To the antiquary who knows the country, and is perchance on the track of a newly discovered menhir, long buried in the sands; to the poet who would seek out and see that mystic island of Avilion,

“Where falls not hail, or rain, or any snow,
Nor ever wind blows loudly”;

to the historian who would add yet other links in the chain of facts in the strange eventful history of Brittany; to the resident Englishman and sportsman, who knows the corners of the trout streams and the best covers for game, scanty though they be, the tour suggested in these pages will have little interest; but to the English traveller who would see what is most characteristic and beautiful in Brittany in a short time, we should say—

Enter by the port of St. Malo from Southampton (or by Dol, if coming from France), and take the following route, diverging from it into the country districts as time and opportunity will permit. From St. Malo to Dinan by water; from Dinan to Lamballe by diligence (or railway), thence to St. Brieuc, Guingamp, Lannion, Morlaix, Brest, Quimper, QuimperlÉ, Hennebont, Auray, Vannes, and Rennes.
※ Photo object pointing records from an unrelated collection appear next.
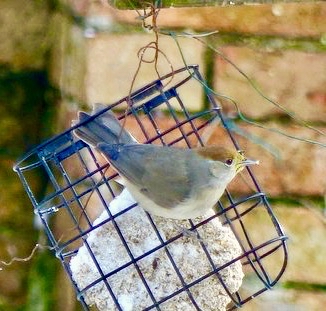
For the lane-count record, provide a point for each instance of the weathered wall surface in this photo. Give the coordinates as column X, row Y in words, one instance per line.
column 91, row 56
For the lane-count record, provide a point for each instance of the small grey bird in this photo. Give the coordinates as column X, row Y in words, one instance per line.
column 165, row 181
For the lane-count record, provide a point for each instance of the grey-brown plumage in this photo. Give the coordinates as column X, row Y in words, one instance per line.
column 165, row 181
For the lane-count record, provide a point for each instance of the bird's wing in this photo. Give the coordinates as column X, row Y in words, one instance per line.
column 159, row 172
column 105, row 128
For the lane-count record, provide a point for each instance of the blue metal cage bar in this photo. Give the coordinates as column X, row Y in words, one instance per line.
column 68, row 193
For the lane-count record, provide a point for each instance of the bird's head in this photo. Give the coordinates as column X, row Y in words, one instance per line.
column 233, row 160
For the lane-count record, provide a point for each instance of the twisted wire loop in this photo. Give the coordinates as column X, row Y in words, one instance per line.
column 77, row 174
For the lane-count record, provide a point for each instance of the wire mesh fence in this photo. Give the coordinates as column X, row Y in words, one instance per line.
column 80, row 184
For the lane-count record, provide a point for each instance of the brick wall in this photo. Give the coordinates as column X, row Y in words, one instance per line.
column 91, row 56
column 281, row 47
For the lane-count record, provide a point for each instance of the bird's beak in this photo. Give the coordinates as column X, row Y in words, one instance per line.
column 247, row 162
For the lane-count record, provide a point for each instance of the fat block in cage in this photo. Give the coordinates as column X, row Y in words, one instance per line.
column 120, row 257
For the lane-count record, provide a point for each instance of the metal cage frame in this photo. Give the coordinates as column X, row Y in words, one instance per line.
column 49, row 157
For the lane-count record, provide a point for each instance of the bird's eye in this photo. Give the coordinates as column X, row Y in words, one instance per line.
column 229, row 162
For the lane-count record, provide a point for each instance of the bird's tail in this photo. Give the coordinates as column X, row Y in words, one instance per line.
column 105, row 128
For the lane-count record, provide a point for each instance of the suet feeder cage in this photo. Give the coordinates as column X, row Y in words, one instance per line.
column 127, row 259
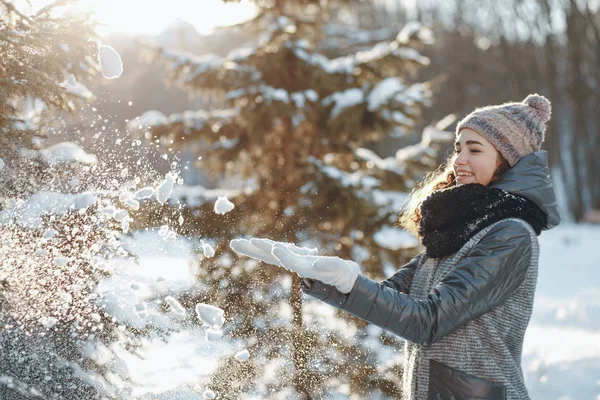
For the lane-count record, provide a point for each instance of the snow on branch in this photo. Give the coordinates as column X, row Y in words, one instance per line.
column 356, row 179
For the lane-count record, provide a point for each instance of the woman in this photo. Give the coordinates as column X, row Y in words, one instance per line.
column 464, row 303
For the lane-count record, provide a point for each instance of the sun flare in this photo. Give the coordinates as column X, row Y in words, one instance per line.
column 149, row 18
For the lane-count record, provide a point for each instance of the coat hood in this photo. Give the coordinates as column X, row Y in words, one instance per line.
column 530, row 178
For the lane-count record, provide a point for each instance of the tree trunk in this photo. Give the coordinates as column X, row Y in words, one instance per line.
column 299, row 352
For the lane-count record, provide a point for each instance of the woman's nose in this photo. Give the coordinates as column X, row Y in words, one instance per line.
column 460, row 159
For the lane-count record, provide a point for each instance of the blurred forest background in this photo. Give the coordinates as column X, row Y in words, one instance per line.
column 485, row 52
column 316, row 118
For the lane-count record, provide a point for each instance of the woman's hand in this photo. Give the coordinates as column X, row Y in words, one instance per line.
column 330, row 270
column 260, row 249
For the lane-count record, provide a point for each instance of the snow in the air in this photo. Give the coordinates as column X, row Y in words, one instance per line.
column 67, row 152
column 207, row 250
column 30, row 212
column 210, row 315
column 344, row 100
column 76, row 88
column 223, row 205
column 163, row 192
column 144, row 193
column 394, row 238
column 243, row 355
column 110, row 62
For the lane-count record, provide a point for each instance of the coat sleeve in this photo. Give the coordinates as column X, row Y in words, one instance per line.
column 402, row 279
column 492, row 271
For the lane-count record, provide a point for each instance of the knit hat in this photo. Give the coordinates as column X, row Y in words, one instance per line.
column 515, row 129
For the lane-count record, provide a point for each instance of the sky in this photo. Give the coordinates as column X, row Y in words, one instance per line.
column 151, row 17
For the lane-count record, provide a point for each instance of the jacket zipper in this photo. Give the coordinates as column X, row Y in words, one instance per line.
column 417, row 361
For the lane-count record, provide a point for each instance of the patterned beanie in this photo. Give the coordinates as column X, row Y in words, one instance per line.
column 515, row 129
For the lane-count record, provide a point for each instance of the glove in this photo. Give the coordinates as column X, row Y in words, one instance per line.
column 330, row 270
column 260, row 249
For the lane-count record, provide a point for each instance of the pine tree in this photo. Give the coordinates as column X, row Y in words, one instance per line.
column 290, row 147
column 47, row 279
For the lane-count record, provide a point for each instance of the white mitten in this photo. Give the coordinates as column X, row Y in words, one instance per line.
column 330, row 270
column 260, row 249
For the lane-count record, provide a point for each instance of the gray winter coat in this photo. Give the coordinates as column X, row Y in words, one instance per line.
column 463, row 316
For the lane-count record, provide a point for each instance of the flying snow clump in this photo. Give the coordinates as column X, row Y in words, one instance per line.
column 110, row 62
column 223, row 205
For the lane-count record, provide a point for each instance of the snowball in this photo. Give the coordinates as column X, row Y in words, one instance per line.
column 165, row 188
column 61, row 261
column 48, row 322
column 210, row 315
column 176, row 306
column 223, row 205
column 144, row 193
column 67, row 152
column 84, row 200
column 127, row 198
column 66, row 297
column 207, row 250
column 110, row 62
column 77, row 88
column 162, row 232
column 121, row 215
column 242, row 355
column 48, row 233
column 213, row 334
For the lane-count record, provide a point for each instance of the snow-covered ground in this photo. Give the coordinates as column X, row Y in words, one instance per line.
column 561, row 357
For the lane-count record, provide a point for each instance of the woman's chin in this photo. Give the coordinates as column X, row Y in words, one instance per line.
column 464, row 180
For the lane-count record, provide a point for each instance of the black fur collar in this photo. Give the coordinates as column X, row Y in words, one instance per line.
column 450, row 217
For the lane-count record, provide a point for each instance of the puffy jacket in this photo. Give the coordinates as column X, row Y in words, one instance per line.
column 463, row 316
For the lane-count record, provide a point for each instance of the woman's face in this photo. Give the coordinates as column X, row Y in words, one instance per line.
column 476, row 159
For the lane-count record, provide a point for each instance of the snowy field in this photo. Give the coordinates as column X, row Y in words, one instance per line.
column 561, row 357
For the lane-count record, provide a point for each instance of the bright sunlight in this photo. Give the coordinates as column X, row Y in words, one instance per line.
column 151, row 17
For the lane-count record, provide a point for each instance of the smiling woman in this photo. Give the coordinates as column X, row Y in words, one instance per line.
column 150, row 18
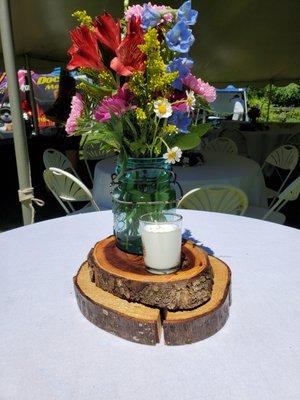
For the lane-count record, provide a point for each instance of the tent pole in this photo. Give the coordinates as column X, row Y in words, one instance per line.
column 31, row 96
column 246, row 107
column 269, row 102
column 20, row 142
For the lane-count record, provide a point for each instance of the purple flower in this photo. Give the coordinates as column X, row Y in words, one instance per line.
column 180, row 38
column 150, row 17
column 183, row 65
column 186, row 14
column 181, row 120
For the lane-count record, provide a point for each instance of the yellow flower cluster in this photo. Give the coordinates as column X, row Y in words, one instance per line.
column 140, row 114
column 83, row 18
column 169, row 129
column 136, row 83
column 158, row 79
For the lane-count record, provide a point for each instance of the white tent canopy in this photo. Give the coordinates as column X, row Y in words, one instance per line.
column 236, row 41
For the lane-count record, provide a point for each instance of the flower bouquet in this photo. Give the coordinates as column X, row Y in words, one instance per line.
column 137, row 97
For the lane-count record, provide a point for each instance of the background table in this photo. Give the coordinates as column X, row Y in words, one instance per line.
column 258, row 144
column 219, row 168
column 261, row 143
column 48, row 350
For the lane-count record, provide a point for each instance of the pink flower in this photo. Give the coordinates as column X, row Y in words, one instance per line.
column 111, row 105
column 168, row 17
column 76, row 111
column 136, row 11
column 200, row 87
column 180, row 107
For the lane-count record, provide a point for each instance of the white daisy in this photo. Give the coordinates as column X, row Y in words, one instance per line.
column 173, row 155
column 190, row 100
column 163, row 108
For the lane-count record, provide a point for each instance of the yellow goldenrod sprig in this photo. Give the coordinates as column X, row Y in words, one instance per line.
column 83, row 18
column 158, row 78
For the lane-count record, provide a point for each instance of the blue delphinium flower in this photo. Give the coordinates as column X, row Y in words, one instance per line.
column 181, row 120
column 183, row 65
column 150, row 17
column 180, row 38
column 186, row 14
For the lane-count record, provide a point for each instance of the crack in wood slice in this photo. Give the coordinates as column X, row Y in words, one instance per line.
column 125, row 276
column 142, row 324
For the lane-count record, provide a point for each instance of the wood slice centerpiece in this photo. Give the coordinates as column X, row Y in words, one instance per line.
column 124, row 275
column 142, row 324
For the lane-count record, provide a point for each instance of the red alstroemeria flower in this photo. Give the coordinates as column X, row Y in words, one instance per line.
column 134, row 26
column 108, row 31
column 84, row 51
column 129, row 57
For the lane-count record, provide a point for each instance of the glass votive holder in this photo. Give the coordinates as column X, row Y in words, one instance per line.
column 161, row 240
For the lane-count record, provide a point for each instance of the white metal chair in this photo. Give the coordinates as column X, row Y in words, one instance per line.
column 294, row 140
column 91, row 151
column 284, row 157
column 66, row 188
column 238, row 138
column 222, row 145
column 271, row 214
column 56, row 159
column 220, row 198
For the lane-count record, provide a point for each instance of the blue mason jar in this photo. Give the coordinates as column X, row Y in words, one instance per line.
column 144, row 185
Thus, then, having set the modern tourist on his way, and provided for the exigencies of rapid holiday-making, let us recommend him to diverge from the beaten track as much as possible, striking out in every direction from the main line of route, both inland and to the coast, travelling by road as much as possible, and seeing the people, as they are only to be seen, “off the line.”

In Breton Folk the reader will be troubled little with the history of Brittany, with the wars of the Plantagenets, or with the merits of various styles of architecture, but some general impression of the country may be gathered from its pages, and especially of the people as they are to be seen to-day.